You’re presenting at Spark Summit 2014. What are your topics, and why should people attend?
I’ll be giving a couple talks. One is about Spark-on-YARN: a deep dive into how the Spark and YARN resource management models intersect, along with some practical advice on how to operate them on your own cluster. The other is about Oryx, MLLib, and machine learning infrastructure. I’ll be talking about what it means to put a machine learning model into production and our plan to base Oryx, an open source project that combines model-serving and model building, on Spark’s streaming and ML libraries.
What is your advice for aspiring data scientists?
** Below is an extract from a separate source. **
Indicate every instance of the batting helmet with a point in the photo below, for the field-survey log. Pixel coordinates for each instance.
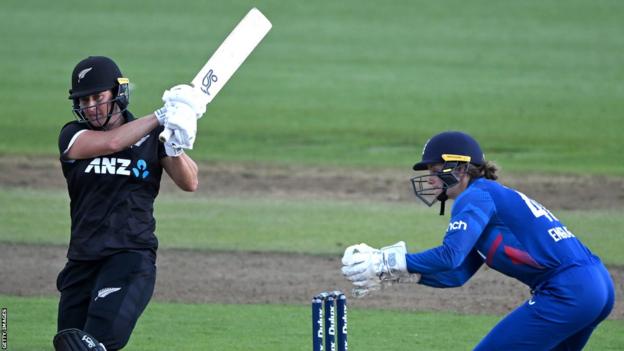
(96, 74)
(450, 146)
This might apply to any job, but I think a good data scientist needs to work on being a good translator and a good teacher. Besides memorizing obscure R syntax and trying to convince their superiors that implementing a Dynamic Bayesian net is a good idea, a data scientist spends most of their time striving to understand problems in the language of the people who have them. For a statistical model or data pipeline to be worth anything, its creator needs to be able to articulate its limitations and the problem it solves.